I ask in all humility if Robin’s true rejection is a strictly evenhandedly applied rule that rejects unvetted abstractions. Or if, in fact, Robin finds my conclusions, and the sort of premises I use, to be objectionable for other reasons—which, so far as we know at this point, may well be valid objections—and so it appears to him that my abstractions bear a larger burden of proof than the sort of mathematical steps he takes in “Economic Growth Given Machine Intelligence”. But rather than offering the reasons why the burden of proof appears larger to him, he says instead that it is “not vetted enough”.
One should understand that “Your abstractions are unvetted!” makes it difficult for me to engage properly. The core of my argument has to do with what happens when you pry open the black boxes that are your economic agents, and start fiddling with their brain designs, and leave the tiny human dot in mind design space. If all such possibilities are rejected on the basis of their being “unvetted” by experience, it doesn’t leave me with much to talk about.

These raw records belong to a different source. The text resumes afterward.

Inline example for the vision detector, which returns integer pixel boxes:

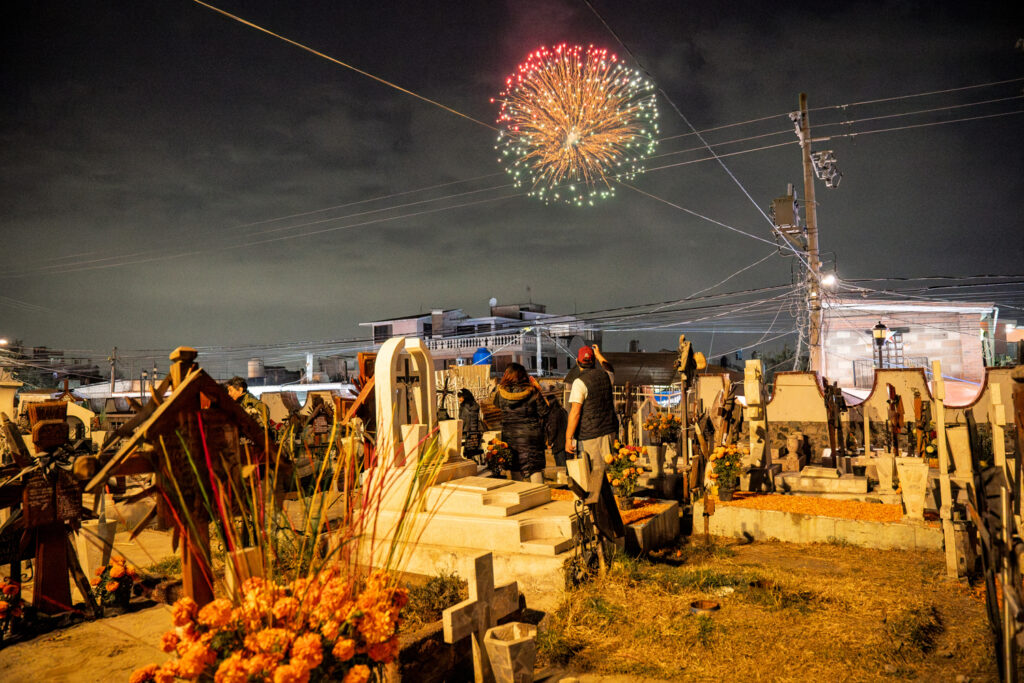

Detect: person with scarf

[494,362,548,483]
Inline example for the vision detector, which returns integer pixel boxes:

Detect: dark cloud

[0,0,1024,362]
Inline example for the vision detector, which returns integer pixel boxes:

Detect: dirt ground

[0,540,996,683]
[541,540,997,683]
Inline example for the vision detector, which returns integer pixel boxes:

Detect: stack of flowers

[643,413,683,443]
[92,557,138,607]
[604,439,642,498]
[131,564,408,683]
[711,443,741,501]
[0,579,25,639]
[483,438,512,474]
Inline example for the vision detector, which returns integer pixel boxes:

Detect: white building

[359,299,601,375]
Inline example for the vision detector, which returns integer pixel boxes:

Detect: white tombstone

[374,337,437,467]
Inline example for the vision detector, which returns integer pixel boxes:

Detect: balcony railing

[426,332,532,351]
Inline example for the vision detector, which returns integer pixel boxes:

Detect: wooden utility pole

[797,92,824,375]
[108,346,118,396]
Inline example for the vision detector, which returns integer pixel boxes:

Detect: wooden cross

[886,384,903,456]
[394,358,420,424]
[443,553,519,683]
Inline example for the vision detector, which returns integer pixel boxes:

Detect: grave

[776,465,868,496]
[364,337,578,599]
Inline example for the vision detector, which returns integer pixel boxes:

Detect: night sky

[0,0,1024,366]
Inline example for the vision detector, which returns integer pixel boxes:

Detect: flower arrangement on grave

[604,439,642,498]
[483,438,512,474]
[0,579,26,640]
[91,557,138,607]
[643,413,683,443]
[711,443,741,500]
[131,563,409,683]
[128,397,446,683]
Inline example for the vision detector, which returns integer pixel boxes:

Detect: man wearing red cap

[565,344,618,479]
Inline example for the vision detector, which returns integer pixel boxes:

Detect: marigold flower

[160,631,181,652]
[153,661,178,683]
[178,643,217,678]
[292,633,324,669]
[273,597,299,622]
[367,636,398,664]
[273,663,309,683]
[128,664,160,683]
[321,620,341,642]
[331,638,355,661]
[342,664,370,683]
[213,652,249,683]
[246,629,295,654]
[199,598,233,629]
[171,597,199,626]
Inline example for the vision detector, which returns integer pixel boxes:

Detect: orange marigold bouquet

[92,557,138,607]
[710,443,742,492]
[604,439,643,496]
[643,413,683,443]
[0,579,26,639]
[483,438,512,474]
[131,563,409,683]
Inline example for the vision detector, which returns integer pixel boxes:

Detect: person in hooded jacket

[494,362,548,483]
[459,389,483,460]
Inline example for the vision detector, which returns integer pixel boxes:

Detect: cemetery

[0,335,1024,681]
[0,6,1024,683]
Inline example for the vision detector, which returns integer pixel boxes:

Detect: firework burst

[495,44,657,206]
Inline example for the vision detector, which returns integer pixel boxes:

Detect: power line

[193,0,498,131]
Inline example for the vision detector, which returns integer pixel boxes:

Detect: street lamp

[871,321,889,368]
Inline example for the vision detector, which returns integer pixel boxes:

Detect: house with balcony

[821,299,1006,389]
[359,299,601,376]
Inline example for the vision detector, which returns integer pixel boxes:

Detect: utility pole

[790,92,839,375]
[108,346,118,396]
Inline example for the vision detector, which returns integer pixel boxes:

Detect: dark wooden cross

[886,384,903,456]
[442,553,519,683]
[0,411,99,616]
[437,373,455,421]
[394,358,420,424]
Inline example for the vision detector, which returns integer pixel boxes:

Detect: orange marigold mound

[132,567,409,683]
[716,494,903,522]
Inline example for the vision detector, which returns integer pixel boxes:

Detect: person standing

[227,375,270,427]
[494,362,548,483]
[565,344,618,479]
[459,388,483,461]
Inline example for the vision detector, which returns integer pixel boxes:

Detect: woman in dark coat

[494,362,548,483]
[459,389,483,460]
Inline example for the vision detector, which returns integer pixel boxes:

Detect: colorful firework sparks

[492,43,657,206]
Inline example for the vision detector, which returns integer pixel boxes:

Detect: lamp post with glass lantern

[871,321,889,369]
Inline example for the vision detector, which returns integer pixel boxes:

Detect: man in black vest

[565,345,618,479]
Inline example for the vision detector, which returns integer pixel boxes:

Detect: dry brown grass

[541,541,996,682]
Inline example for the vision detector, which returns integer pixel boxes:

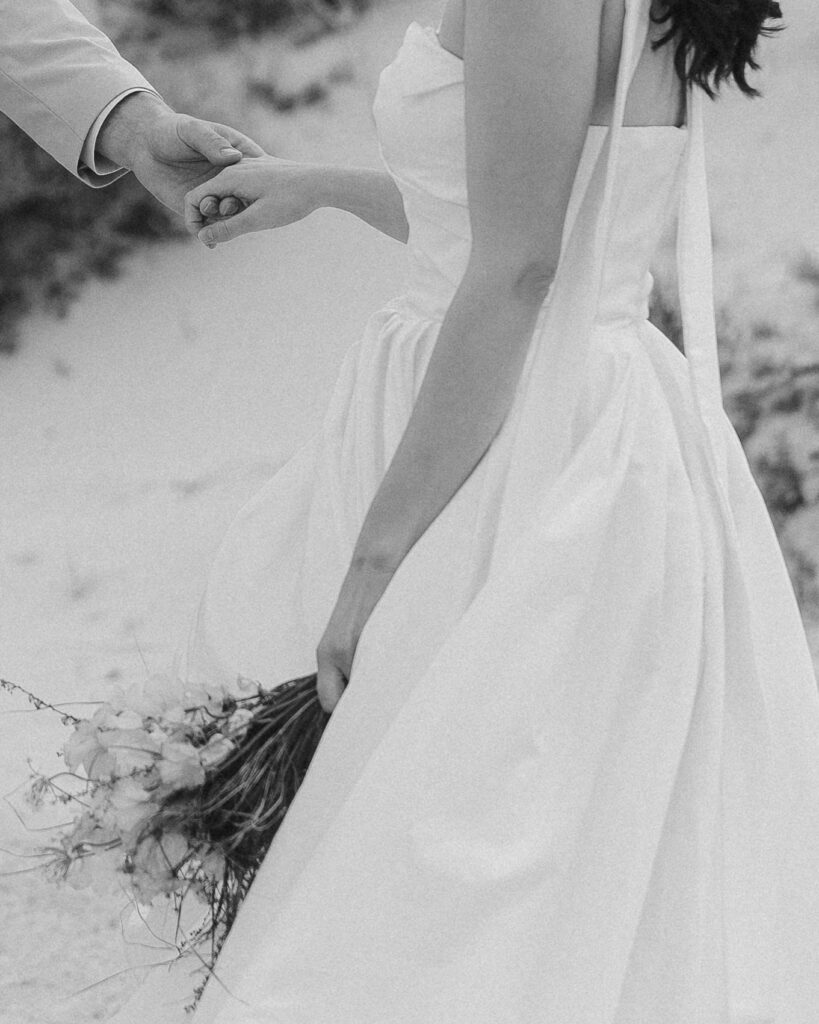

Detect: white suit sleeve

[78,88,157,187]
[0,0,156,185]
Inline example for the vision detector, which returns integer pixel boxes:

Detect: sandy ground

[0,0,819,1024]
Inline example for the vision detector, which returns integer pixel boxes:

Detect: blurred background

[0,0,819,1024]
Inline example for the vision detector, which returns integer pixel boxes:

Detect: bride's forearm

[352,260,546,569]
[315,164,410,242]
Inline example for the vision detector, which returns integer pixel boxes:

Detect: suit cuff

[77,86,159,188]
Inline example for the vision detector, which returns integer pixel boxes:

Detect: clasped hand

[184,155,320,249]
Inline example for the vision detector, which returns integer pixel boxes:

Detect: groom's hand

[96,92,264,216]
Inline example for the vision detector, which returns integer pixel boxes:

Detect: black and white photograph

[0,0,819,1024]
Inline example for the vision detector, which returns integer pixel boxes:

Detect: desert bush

[0,0,369,353]
[0,115,180,352]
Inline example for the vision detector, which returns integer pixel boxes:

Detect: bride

[110,0,819,1024]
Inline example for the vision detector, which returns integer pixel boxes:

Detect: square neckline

[407,22,688,134]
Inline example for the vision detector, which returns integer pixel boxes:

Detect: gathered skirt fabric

[156,299,819,1024]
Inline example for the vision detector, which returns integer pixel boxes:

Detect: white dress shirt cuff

[78,86,159,187]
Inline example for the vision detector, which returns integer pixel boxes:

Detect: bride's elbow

[467,254,557,305]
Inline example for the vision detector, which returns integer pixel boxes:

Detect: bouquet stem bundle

[0,673,330,1009]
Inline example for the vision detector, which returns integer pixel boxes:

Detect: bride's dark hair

[651,0,782,99]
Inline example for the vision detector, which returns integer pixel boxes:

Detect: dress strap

[677,85,728,483]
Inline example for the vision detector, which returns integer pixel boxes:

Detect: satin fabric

[105,0,819,1024]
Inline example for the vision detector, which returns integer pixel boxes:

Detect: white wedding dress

[106,0,819,1024]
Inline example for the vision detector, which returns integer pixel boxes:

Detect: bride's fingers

[217,196,243,217]
[199,196,219,217]
[184,177,242,234]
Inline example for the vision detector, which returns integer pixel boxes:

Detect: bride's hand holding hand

[184,155,322,248]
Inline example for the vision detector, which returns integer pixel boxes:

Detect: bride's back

[438,0,685,125]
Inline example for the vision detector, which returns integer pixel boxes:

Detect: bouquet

[0,673,330,1010]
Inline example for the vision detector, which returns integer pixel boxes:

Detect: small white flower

[225,708,253,737]
[157,740,205,790]
[110,777,159,845]
[62,719,101,771]
[99,728,162,775]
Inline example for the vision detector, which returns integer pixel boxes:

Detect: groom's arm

[0,0,156,185]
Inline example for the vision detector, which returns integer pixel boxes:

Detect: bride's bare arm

[185,156,408,246]
[354,0,603,568]
[316,0,603,710]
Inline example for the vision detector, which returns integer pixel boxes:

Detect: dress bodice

[373,22,687,322]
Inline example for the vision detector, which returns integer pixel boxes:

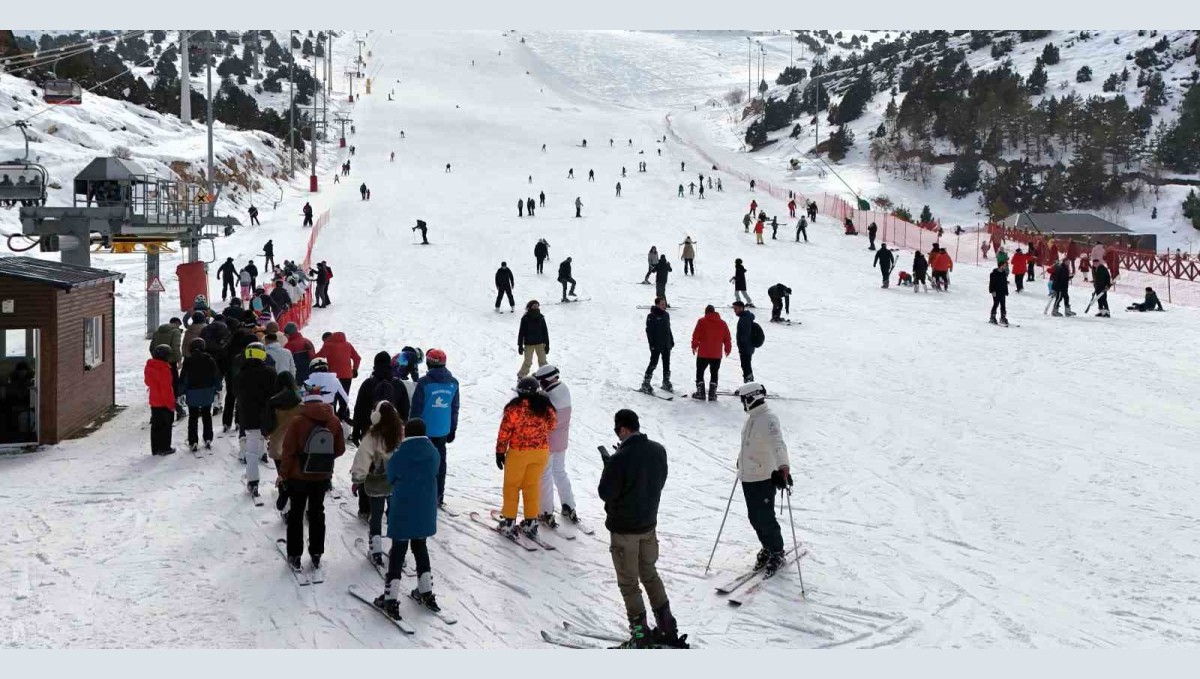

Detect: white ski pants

[538,450,575,513]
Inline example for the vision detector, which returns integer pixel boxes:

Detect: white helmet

[737,381,767,410]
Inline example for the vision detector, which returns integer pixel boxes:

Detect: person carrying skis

[496,377,558,539]
[350,403,405,566]
[767,283,792,323]
[737,381,792,577]
[680,236,696,276]
[409,349,458,507]
[730,259,754,308]
[988,263,1008,326]
[496,262,517,312]
[278,377,346,571]
[533,365,580,528]
[642,245,659,286]
[374,417,442,620]
[642,296,674,393]
[533,238,550,276]
[517,300,550,379]
[596,409,688,648]
[558,257,578,302]
[691,305,733,401]
[871,242,896,288]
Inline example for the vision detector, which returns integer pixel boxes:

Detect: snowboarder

[496,377,558,539]
[496,262,517,311]
[278,378,346,570]
[533,239,550,276]
[413,220,430,245]
[558,257,577,302]
[730,259,754,308]
[405,349,458,508]
[680,236,696,276]
[878,242,896,287]
[642,296,674,393]
[724,381,792,577]
[517,300,550,379]
[691,305,733,401]
[598,409,688,648]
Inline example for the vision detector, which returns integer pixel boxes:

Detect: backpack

[300,421,334,474]
[750,320,767,349]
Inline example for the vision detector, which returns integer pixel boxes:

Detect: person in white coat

[737,381,792,576]
[534,365,580,528]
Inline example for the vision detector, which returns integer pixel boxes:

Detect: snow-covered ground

[0,31,1200,648]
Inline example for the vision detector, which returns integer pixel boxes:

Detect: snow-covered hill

[0,31,1200,649]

Why not just accept the rejection? Because I expect that to give the wrong answer—I expect it to ignore the dominating factor in the Future, even if the dominating factor is harder to analyze.
It shouldn’t be surprising if a persistent disagreement ends up resting on that point where your attempt to take into account the other person’s view, runs up against some question of simple fact where, it seems to you, you know that can’t possibly be right.
For me, that point is reached when trying to visualize a model of interacting black boxes that behave like humans except they’re cheaper to make. The world, which shattered once with the with the first replicator, and shattered for the second time with the emergence of human intelligence, somehow does not shatter a third time. Even in the face of blowups of brain size far greater than the size transition from chimpanzee brain to human brain; and changes in design far larger than the design transition from chimpanzee brains to human brains; and simple serial thinking speeds that are, maybe even right from the beginning, thousands or millions of times faster.
That’s the point where I, having spent my career trying to look inside the black box, trying to wrap my tiny brain around the rest of mind design space that isn’t like our small region of temperate weather, just can’t make myself believe that the Robin-world is really truly actually the way the future will be.
There are other things that seem like probable nodes of disagreement:
Robin Hanson’s description of Friendly AI development as “total war” that is harmful to even discuss, or his description of a realized Friendly AI as “a God to rule us all”. Robin must be visualizing an in-practice outcome very different from what I do, and this seems like a likely source of emotional fuel for the disagreement as well.
Conversely, Robin Hanson seems to approve of a scenario where lots of AIs, of arbitrary motives, constitute the vast part of the economic productivity of the Solar System, because he thinks that humans will be protected under the legacy legal system that grew continuously out of the modern world, and that the AIs will be unable to coordinate to transgress the legacy legal system for fear of losing their own legal protections. I tend to visualize a somewhat different outcome, to put it mildly; and would symmetrically be suspected of emotional unwillingness to accept that outcome as inexorable.
Robin doesn’t dismiss Cyc out of hand and even “hearts” it, which implies that we have an extremely different picture of how intelligence works.
Like Robin, I’m also feeling burned on this conversation, and I doubt we’ll finish it; but I should write at least two more posts to try to describe what I’ve learned, and some of the rules that I think I’ve been following.